Some metrics can mesh into both categories. Needless to say, that’s the worst option for a few main reasons: no real statistical model is used when meshing into both categories. There is no direct/simple link to business objectives and these metrics may not need standard optimization.

While metrics are very valuable for business decisions, it’s crucial to use them wisely and be mindful of potential pitfalls in your data collection and analysis. In this article, we will explore and explain why some metrics are very not wise to use in practice in CRO.

Session-based metrics vs visitors

One problem with session-based metrics is that “power users” (AKA users returning for multiple sessions during the experimentation) will lead to a bias with the results.

Let’s remember that during experimentation, the traffic split between the variations is a random process.

Typically you think of a traffic split as very random but very even groups. When we talk about big groups of users – this is typically true. However, when you consider a small group, it’s very unlikely that you will have an even split in terms of visitor behaviors, intentions and types.

Let’s say that you have 12 power users that need to be randomly divided between two variations. Let’s say that these power users have 10x more sessions than the average user. It’s quite likely that you will end up with a 4 and 8 split, a 2 and 10 split, or another uneven split. Having an even split randomly occur is very unlikely. You will then end up in one of two very likely situations:

  • Situation 1: Very few users may make you believe you have a winning variation (which doesn’t yet exist)
  • Situation 2: The winning variation is masked because it  received too few of these power users

Another problem with session-based metrics is that a session-based approach blurs the meaning of important metrics like transaction rates. The recurring problem here is that not all visitors display the same type of behavior. If average buyers need 3 sessions to make a purchase while some need 10, this is a difference in user behavior and does not have anything to do with your variation. If your slow buyers are not evenly split between the variations, then you will see a discrepancy in the transaction rate that doesn’t actually exist.

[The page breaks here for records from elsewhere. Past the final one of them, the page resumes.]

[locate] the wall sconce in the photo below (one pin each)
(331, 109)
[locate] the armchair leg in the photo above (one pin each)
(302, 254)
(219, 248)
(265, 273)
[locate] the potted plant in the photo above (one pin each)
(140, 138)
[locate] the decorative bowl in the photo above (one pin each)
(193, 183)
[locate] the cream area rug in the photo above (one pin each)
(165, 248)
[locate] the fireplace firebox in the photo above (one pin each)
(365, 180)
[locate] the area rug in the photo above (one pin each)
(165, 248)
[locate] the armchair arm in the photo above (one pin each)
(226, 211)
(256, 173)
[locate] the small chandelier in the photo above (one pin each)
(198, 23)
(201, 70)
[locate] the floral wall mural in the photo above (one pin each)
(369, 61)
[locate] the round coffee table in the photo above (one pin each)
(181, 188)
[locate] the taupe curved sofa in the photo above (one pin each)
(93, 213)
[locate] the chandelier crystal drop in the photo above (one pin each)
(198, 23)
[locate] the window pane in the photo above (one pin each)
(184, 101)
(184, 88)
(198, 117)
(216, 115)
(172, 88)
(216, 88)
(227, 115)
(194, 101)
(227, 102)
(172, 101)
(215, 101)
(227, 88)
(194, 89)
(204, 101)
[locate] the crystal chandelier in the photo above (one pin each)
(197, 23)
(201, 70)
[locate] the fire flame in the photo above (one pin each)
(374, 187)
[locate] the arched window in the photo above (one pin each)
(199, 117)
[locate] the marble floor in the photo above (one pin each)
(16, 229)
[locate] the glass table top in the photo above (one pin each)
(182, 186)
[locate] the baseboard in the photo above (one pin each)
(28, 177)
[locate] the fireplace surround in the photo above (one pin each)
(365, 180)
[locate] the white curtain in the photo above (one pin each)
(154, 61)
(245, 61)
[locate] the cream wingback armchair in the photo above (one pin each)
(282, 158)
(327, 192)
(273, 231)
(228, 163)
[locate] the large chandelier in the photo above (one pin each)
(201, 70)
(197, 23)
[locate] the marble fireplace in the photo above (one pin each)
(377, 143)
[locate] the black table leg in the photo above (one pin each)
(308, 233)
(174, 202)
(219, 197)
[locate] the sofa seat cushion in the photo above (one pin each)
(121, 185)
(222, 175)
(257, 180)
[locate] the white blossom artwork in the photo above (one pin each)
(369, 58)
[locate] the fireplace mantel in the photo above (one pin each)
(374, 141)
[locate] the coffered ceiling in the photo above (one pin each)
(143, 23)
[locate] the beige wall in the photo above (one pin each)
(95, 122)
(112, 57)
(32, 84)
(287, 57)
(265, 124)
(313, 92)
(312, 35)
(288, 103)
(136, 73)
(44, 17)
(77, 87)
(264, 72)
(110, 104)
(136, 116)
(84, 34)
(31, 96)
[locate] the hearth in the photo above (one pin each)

Moreover, the metric itself will lose part of its intuitive meaning over time. If your real conversion rate is around 3%, but counted by session and not by unique visitors, you will only likely only see a 1% conversion rate when switching to unique visitors.

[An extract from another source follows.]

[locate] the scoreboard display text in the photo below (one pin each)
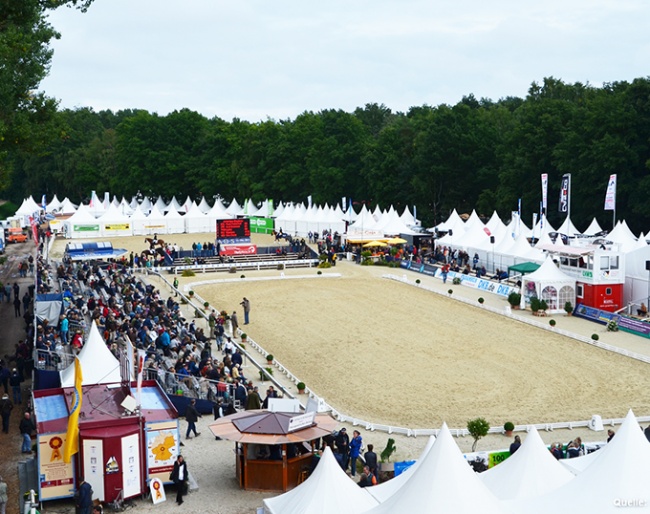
(233, 229)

This is not only disappointing but very confusing.

Imagine a variation urging visitors to buy sooner by using “stress marketing” techniques. Let’s say this leads to a one session purchase instead of three sessions. You will see a huge gain (3x) on the conversion per session. BUT this “gain” is not an actual gain since the number of conversions will have no effect on the revenue earned. It’s also good to keep in mind that visitors under pressure may not feel very happy or comfortable with such a quick purchase and may not return.

It’s best practice to avoid using session-based metrics unless you don’t have another choice as they can be very misleading.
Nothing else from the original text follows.